Une vidéo devenue virale sur TikTok met en cause un chantier de construction au Togo. Derrière l’émotion suscitée, se cache un grave problème de désinformation… et de responsabilité citoyenne.
Il aura suffi de quelques minutes de vidéo, filmée à la volée depuis un camion chargé de cossettes de manioc, pour semer le doute dans l’esprit de nombreux internautes. L’auteur, connu sous le pseudonyme Romuald Montana 1, s’arrête sur une déviation et pointe du doigt un dalot en chantier. Sans expertise, ni preuves techniques, il affirme que la structure en béton manquerait de ferraillage adéquat.

Rapidement partagée, sa vidéo provoque une vague d’indignation. Les commentaires fusent, la méfiance s’installe. Mais que s’est-il réellement passé ?
L’ouvrage ciblé par la vidéo est un dalot situé au PK 8, élément crucial pour le drainage et la durabilité de la route. Selon les responsables techniques, une anomalie a bien été détectée… mais elle n’a rien à voir avec une négligence de l’entreprise.
En réalité, malgré les dispositifs de sécurité en place, des usagers impatients et indisciplinés ont forcé le passage sur la structure fraîchement coulée, affaiblissant son tablier. Face à cette situation, les ingénieurs ont pris une décision exemplaire : démolir la partie endommagée et reprendre les travaux, en toute transparence.
C’est cette phase de reconstruction qui a été filmée et mal interprétée par Romuald Montana 1, donnant lieu à une interprétation erronée largement diffusée.
Quand TikTok devient tribunal technique

Cet incident illustre un phénomène grandissant : les réseaux sociaux deviennent des caisses de résonance pour des accusations souvent infondées. Dans le cas présent, aucune démarche n’a été entreprise pour vérifier les informations auprès des autorités ou des techniciens du chantier. Aucun journaliste, aucun ingénieur n’a été consulté.
Le résultat ? Une désinformation virale, qui ternit l’image d’un chantier conduit avec rigueur et perturbe la sérénité du travail sur le terrain.
Les conséquences de ces agissements sont graves. Outre la propagation de fausses nouvelles, ces vidéos peuvent démotiver les équipes techniques, induire le public en erreur, et même retarder l’exécution des projets. La loi togolaise est claire : diffuser de fausses informations est un délit, passible de sanctions.

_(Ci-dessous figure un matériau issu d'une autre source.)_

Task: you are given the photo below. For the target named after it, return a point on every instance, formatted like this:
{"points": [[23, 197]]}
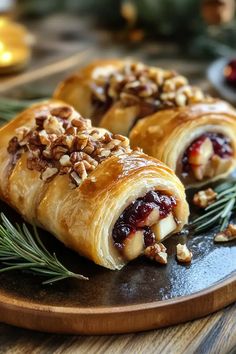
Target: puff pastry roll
{"points": [[86, 186], [192, 133]]}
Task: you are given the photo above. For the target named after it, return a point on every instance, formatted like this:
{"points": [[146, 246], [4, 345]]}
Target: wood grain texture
{"points": [[211, 335], [214, 334], [123, 319]]}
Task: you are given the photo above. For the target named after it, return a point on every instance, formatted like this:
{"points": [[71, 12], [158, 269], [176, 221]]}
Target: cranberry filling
{"points": [[137, 212], [221, 146], [230, 73]]}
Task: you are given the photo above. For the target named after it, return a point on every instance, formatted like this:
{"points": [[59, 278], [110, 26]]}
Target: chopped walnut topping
{"points": [[48, 173], [75, 150], [204, 198], [157, 252], [183, 254], [135, 83], [227, 235]]}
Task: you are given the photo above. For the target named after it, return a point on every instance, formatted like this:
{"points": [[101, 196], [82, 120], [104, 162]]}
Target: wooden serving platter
{"points": [[142, 296]]}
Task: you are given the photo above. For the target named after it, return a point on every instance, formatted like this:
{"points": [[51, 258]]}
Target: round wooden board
{"points": [[143, 295], [122, 319]]}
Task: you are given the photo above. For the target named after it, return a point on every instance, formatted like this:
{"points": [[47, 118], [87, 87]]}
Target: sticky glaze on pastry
{"points": [[170, 119], [86, 186]]}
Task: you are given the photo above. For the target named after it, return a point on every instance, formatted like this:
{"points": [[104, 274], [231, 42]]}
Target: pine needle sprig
{"points": [[19, 249], [219, 212]]}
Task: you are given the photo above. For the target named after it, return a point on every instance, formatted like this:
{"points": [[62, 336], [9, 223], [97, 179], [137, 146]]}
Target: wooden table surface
{"points": [[53, 57]]}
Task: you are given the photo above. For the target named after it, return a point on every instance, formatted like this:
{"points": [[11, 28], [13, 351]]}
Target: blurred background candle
{"points": [[15, 50]]}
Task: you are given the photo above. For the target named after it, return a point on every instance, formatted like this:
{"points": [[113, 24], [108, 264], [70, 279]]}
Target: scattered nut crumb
{"points": [[64, 142], [204, 198], [93, 179], [157, 253], [227, 235], [183, 253], [48, 173], [144, 84]]}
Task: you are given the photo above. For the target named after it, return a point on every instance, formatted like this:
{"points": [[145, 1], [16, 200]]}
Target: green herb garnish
{"points": [[9, 108], [19, 249], [219, 212]]}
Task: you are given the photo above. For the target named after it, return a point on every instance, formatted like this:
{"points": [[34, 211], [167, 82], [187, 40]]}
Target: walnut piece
{"points": [[135, 82], [204, 198], [157, 253], [64, 142], [184, 255], [227, 235]]}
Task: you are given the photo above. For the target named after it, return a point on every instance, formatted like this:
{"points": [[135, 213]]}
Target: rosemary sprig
{"points": [[21, 250], [9, 108], [219, 212]]}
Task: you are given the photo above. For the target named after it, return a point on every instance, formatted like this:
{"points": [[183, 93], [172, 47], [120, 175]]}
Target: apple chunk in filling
{"points": [[137, 227], [208, 156]]}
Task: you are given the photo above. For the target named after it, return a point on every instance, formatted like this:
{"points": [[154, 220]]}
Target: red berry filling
{"points": [[136, 213], [221, 147], [230, 73]]}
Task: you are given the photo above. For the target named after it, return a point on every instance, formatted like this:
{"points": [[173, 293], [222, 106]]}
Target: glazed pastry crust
{"points": [[80, 217], [167, 134]]}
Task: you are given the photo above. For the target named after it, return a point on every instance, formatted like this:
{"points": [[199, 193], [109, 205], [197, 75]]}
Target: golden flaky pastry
{"points": [[161, 112], [86, 186]]}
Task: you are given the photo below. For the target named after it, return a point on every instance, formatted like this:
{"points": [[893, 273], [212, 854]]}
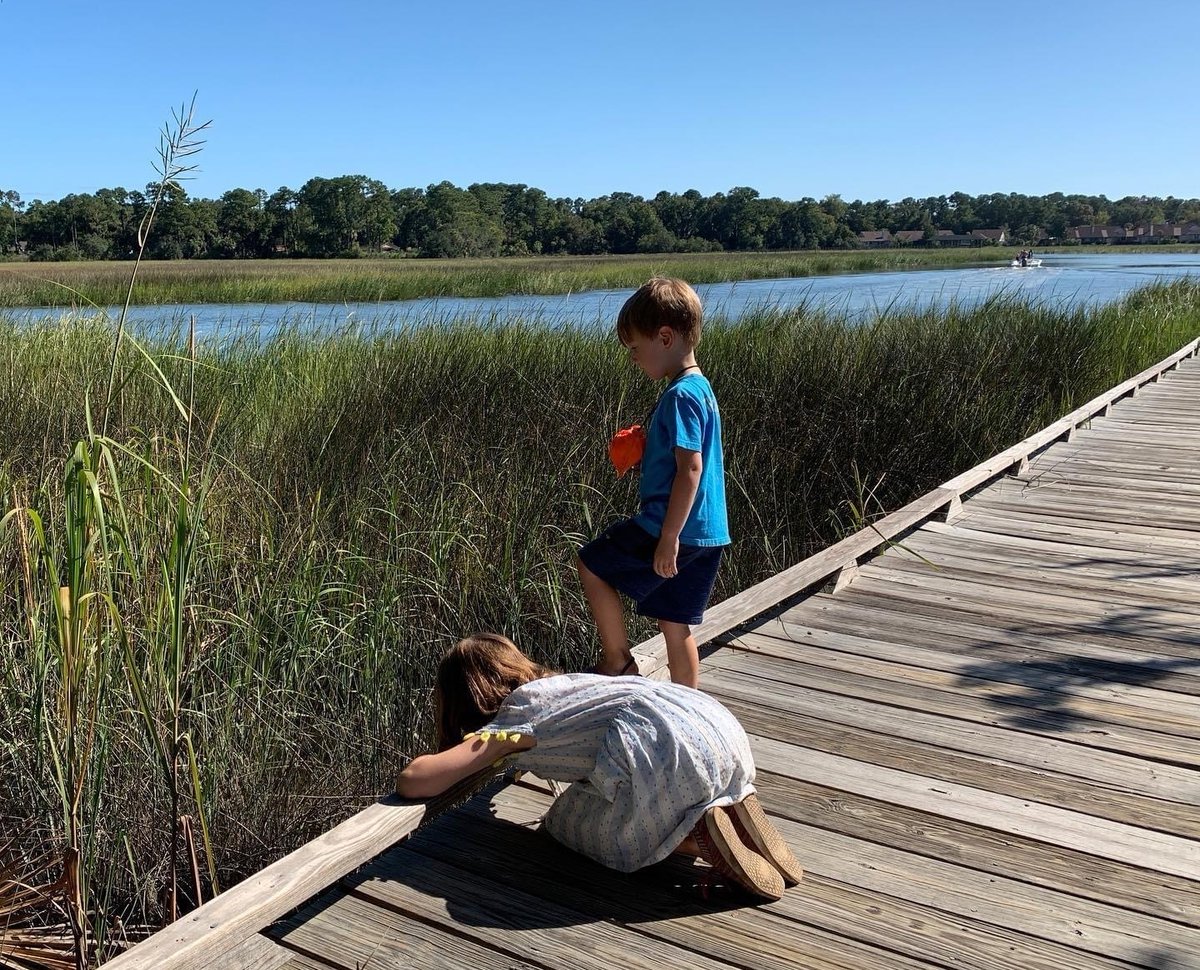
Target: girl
{"points": [[655, 767]]}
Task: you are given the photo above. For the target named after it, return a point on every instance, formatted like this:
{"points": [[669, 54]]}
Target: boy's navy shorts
{"points": [[623, 556]]}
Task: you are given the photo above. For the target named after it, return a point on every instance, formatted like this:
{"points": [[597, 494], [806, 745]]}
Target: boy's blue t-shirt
{"points": [[685, 417]]}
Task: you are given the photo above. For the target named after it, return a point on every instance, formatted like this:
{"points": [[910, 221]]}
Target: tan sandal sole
{"points": [[759, 833], [720, 848]]}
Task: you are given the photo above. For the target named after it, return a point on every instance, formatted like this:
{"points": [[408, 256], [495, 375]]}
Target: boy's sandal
{"points": [[720, 848], [757, 831], [630, 669]]}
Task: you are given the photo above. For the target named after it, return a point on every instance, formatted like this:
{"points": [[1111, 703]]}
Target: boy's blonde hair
{"points": [[659, 303]]}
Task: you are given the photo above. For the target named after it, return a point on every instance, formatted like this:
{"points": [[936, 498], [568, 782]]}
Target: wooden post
{"points": [[843, 578], [953, 508]]}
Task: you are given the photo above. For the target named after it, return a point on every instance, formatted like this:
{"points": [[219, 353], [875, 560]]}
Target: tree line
{"points": [[352, 215]]}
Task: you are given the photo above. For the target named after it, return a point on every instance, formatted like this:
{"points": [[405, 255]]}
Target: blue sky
{"points": [[867, 99]]}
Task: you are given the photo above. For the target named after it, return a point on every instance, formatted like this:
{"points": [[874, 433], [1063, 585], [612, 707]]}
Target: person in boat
{"points": [[653, 767]]}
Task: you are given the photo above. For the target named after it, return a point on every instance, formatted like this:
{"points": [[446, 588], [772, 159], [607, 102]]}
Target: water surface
{"points": [[1063, 280]]}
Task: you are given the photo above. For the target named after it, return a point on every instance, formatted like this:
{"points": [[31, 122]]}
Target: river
{"points": [[1084, 277]]}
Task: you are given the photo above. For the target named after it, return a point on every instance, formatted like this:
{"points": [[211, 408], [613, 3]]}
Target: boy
{"points": [[666, 556]]}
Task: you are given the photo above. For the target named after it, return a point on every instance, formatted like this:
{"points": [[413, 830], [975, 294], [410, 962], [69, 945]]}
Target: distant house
{"points": [[1096, 234], [951, 239], [875, 239], [1137, 235], [989, 237]]}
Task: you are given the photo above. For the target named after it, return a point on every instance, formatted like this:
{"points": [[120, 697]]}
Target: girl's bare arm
{"points": [[430, 774]]}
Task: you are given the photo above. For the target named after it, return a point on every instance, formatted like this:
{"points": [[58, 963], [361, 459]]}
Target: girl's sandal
{"points": [[720, 848], [757, 832]]}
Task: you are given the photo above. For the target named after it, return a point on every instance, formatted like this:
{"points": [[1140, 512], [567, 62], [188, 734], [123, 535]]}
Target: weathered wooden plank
{"points": [[663, 902], [1081, 521], [959, 695], [1079, 923], [922, 624], [1146, 576], [1029, 711], [768, 717], [349, 933], [1012, 611], [1098, 837], [1151, 519], [1066, 484], [947, 671], [1032, 599], [999, 463], [1077, 475], [1026, 662], [1073, 531], [510, 918], [977, 848], [1121, 773], [257, 952], [1162, 564], [967, 728], [817, 920]]}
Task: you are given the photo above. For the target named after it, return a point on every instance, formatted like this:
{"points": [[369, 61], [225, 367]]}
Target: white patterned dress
{"points": [[647, 759]]}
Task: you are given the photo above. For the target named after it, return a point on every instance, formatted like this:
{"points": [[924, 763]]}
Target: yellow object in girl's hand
{"points": [[625, 448]]}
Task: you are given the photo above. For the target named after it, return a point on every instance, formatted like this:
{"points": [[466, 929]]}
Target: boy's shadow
{"points": [[501, 874]]}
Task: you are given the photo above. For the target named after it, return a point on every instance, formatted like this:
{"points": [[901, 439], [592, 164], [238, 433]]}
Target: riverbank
{"points": [[289, 533], [241, 281]]}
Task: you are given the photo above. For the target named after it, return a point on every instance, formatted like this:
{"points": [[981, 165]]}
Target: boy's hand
{"points": [[666, 555]]}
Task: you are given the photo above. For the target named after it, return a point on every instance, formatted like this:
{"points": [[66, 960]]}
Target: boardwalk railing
{"points": [[199, 939]]}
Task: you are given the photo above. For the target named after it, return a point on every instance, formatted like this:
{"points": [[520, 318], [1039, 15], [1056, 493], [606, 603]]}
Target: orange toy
{"points": [[627, 447]]}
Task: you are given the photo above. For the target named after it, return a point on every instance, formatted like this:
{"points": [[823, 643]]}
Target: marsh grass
{"points": [[275, 540], [237, 281]]}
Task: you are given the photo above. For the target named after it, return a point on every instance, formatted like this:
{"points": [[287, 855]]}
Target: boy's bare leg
{"points": [[683, 653], [606, 610]]}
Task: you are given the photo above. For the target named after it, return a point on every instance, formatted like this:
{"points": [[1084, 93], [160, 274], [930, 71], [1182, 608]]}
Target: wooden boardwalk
{"points": [[981, 736]]}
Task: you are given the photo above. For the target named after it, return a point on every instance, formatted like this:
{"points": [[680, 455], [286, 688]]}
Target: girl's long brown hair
{"points": [[474, 677]]}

Vers une citoyenneté numérique responsable
Cette affaire nous interroge collectivement. Que vaut une opinion, quand elle repose sur une méconnaissance complète du sujet traité ? Le droit à la parole est fondamental, mais il s’accompagne de devoirs : celui de vérifier les faits, de ne pas nuire, de respecter les professionnels.
À l’ère du numérique, chaque internaute est un média potentiel. Mais être un bon citoyen numérique, c’est aussi savoir quand il faut se taire, ou poser les bonnes questions, aux bonnes personnes.